Whatever. Like much of Wall Street and the investing public, I have become immune to the political wars and bank managements are largely accustomed to being used as political footballs, and life in the banking industry will go on. As my sources have emphasized, banking regulation does not require an actual change through legislation to be “lightened” by the enforcement agencies—that can be brought about simply by the change in political reality—and it is realistic to expect that draconian enforcement actions have left us for a while. In the meantime, banks will have to continue their emphasis on cyber-security and on fending off the efforts of those criminal and terrorist elements that constantly try to use the American financial system to their own ends.

Finally, not even The Donald can change the biggest reality impacting the American banking industry right now, and that is the massive shift in American demographics that is ongoing and is gathering momentum. The passing of the baton from the Baby Boomers to The Millennials (and the generations beyond that) will continue to mandate a change in the way that banks distribute their products and will make ongoing (for as far as the eye can see) the migration from branches to digital platforms. Block-chain, the cloud, etc., will go from being arcane computer jargon to mechanisms of financial transfers, and the banking industry will continue the inexorable shrinkage of its physical footprint—and of its employee base—as these trends progress in coming years. We are not going back to some nostalgic day of passbooks and toasters in the banking industry, and those of us who are older must embrace these new realities and learn new things.

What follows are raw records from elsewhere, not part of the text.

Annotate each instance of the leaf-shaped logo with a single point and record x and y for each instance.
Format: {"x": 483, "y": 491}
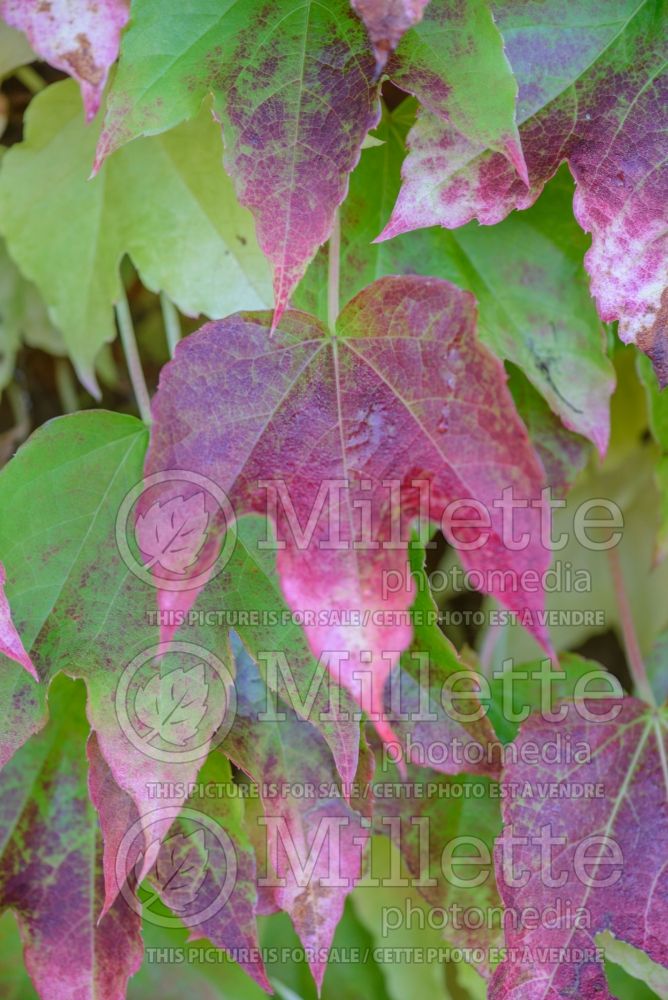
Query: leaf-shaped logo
{"x": 173, "y": 705}
{"x": 172, "y": 534}
{"x": 181, "y": 868}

My final thought on the new American reality is this. We—all of us, left and right—have characterized America as a participatory democracy, although the truth is that few actually bother to participate. It is clearly time for that dreadful condition of passivity to change. I suggest that we all put the phone numbers of our Congressional delegation on speed dial, that we write down their addresses, and that we make our voices known early and often through a variety of points of contact. If we don’t do that, then—in the memorable words of the comic strip “Pogo”— then we really have met the enemy, and he is us, and we have only ourselves to blame.